Final answer:
To sort the expressions given that x is negative, we simplify where possible and compare the positive constants. We do not change the relative order by multiplying by x, so we sort the constants 6√3, 12.25, 9.8, and 11.4, and list 57x/5, 6x√3 (or x√75), 9.8x, and x(3.5)² accordingly from greatest to least.
Step-by-step explanation:
The question involves ordering the given expressions containing a variable x when x is a negative real number. The expressions are: 6x√3, x(3.5)², x√75, 9.8x, and 57x/5. Since x is negative, multiplying by x will not change the relative order since multiplication rules for the sign tell us that the product of two negative numbers is positive.

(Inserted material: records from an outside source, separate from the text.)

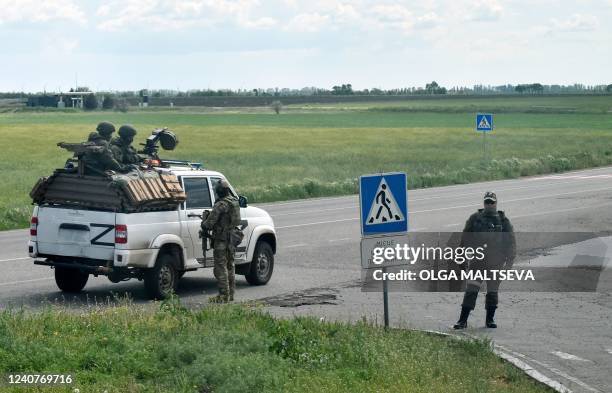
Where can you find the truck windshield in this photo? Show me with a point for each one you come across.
(198, 193)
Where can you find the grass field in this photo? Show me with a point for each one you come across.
(320, 150)
(129, 348)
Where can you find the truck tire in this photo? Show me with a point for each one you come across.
(162, 280)
(70, 280)
(262, 265)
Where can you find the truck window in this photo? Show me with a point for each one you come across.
(198, 193)
(215, 180)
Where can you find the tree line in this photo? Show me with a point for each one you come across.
(343, 89)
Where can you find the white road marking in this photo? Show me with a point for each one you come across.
(296, 245)
(317, 223)
(24, 281)
(553, 370)
(14, 259)
(569, 356)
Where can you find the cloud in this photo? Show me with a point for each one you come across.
(576, 23)
(484, 11)
(40, 11)
(308, 22)
(159, 15)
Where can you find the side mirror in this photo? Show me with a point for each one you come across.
(243, 201)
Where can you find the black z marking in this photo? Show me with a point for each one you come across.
(109, 228)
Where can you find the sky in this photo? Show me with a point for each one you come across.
(244, 44)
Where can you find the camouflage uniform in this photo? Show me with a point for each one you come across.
(491, 227)
(98, 162)
(122, 148)
(224, 216)
(485, 227)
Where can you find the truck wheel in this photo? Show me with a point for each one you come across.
(161, 281)
(262, 265)
(70, 280)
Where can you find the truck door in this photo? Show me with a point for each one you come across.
(199, 199)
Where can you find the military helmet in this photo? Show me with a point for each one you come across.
(490, 196)
(222, 187)
(127, 131)
(105, 128)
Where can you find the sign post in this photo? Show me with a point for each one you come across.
(383, 205)
(484, 124)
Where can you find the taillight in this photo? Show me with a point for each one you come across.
(33, 226)
(120, 234)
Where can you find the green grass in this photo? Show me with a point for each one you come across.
(318, 152)
(128, 348)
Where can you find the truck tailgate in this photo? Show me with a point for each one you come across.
(76, 233)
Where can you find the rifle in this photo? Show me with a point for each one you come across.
(164, 136)
(205, 235)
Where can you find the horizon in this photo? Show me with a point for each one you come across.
(246, 44)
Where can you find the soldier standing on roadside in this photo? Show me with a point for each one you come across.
(491, 227)
(122, 148)
(224, 216)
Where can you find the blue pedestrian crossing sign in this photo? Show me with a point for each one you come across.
(383, 200)
(484, 122)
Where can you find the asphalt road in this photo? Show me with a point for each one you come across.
(562, 336)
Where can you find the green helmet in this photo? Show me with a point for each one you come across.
(222, 188)
(105, 128)
(127, 131)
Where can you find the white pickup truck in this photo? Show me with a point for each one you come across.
(156, 246)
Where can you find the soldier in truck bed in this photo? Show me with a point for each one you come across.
(122, 148)
(101, 160)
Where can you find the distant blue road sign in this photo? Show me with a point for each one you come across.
(484, 122)
(383, 201)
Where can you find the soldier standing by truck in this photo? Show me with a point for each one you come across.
(223, 220)
(122, 148)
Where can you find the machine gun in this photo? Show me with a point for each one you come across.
(164, 136)
(205, 235)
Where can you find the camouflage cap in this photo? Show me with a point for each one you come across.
(490, 196)
(127, 130)
(105, 128)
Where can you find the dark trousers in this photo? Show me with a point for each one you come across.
(471, 293)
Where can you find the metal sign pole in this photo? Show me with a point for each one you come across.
(386, 299)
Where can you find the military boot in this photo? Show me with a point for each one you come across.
(218, 299)
(490, 321)
(462, 322)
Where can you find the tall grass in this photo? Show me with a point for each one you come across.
(128, 348)
(301, 155)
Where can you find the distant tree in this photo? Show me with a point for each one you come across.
(90, 102)
(122, 105)
(277, 106)
(108, 102)
(432, 87)
(343, 90)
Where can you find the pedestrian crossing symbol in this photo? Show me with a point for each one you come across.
(384, 207)
(383, 203)
(484, 122)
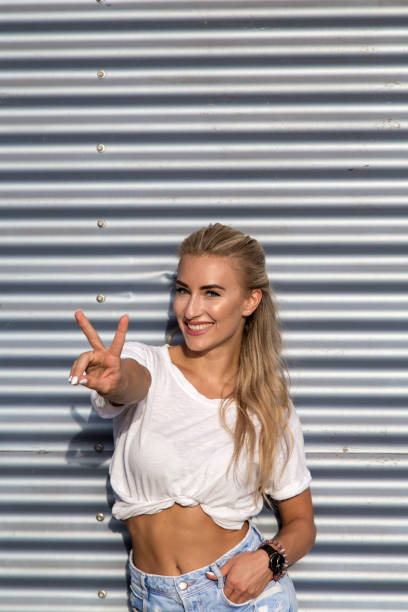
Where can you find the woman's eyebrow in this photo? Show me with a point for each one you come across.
(178, 282)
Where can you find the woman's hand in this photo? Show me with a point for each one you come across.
(101, 365)
(247, 575)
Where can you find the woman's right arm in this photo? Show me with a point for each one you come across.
(120, 381)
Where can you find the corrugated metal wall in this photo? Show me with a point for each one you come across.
(125, 125)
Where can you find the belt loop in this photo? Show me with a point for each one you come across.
(217, 572)
(143, 583)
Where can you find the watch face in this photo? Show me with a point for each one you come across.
(276, 563)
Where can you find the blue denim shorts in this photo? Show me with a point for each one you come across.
(194, 592)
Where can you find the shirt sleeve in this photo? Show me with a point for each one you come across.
(133, 350)
(291, 475)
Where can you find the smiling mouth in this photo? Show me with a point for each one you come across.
(197, 326)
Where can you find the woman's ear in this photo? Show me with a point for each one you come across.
(253, 302)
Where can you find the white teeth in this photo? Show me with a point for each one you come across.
(198, 327)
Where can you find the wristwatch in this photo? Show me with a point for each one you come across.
(277, 561)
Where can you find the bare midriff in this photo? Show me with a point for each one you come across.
(179, 539)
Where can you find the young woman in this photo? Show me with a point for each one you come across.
(204, 432)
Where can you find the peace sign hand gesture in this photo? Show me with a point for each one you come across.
(101, 365)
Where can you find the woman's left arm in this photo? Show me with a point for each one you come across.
(248, 573)
(298, 532)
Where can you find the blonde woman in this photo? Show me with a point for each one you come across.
(205, 431)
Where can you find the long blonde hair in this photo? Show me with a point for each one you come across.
(261, 388)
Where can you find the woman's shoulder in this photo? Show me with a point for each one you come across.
(146, 354)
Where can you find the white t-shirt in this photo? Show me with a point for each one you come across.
(171, 447)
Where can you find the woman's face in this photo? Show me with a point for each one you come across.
(210, 303)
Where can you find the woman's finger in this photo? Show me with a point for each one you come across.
(80, 366)
(91, 333)
(120, 336)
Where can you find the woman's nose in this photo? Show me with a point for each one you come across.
(193, 307)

However, we need to compare the positive constants to list these expressions from greatest to least. We can simplify some expressions further: (3.5)² becomes 12.25, and √75 simplifies to 5√3. Once simplified, we can clearly see 6x√3 and x√75 are equivalent. We essentially sort the constants 12.25, 9.8, and 11.4 (from 57/5) along with 6√3 to determine the order when multiplied by a negative x.
To sort the expressions from greatest to least considering a negative x value: 57x/5, 6x√3 (or x√75), 9.8x, x(3.5)².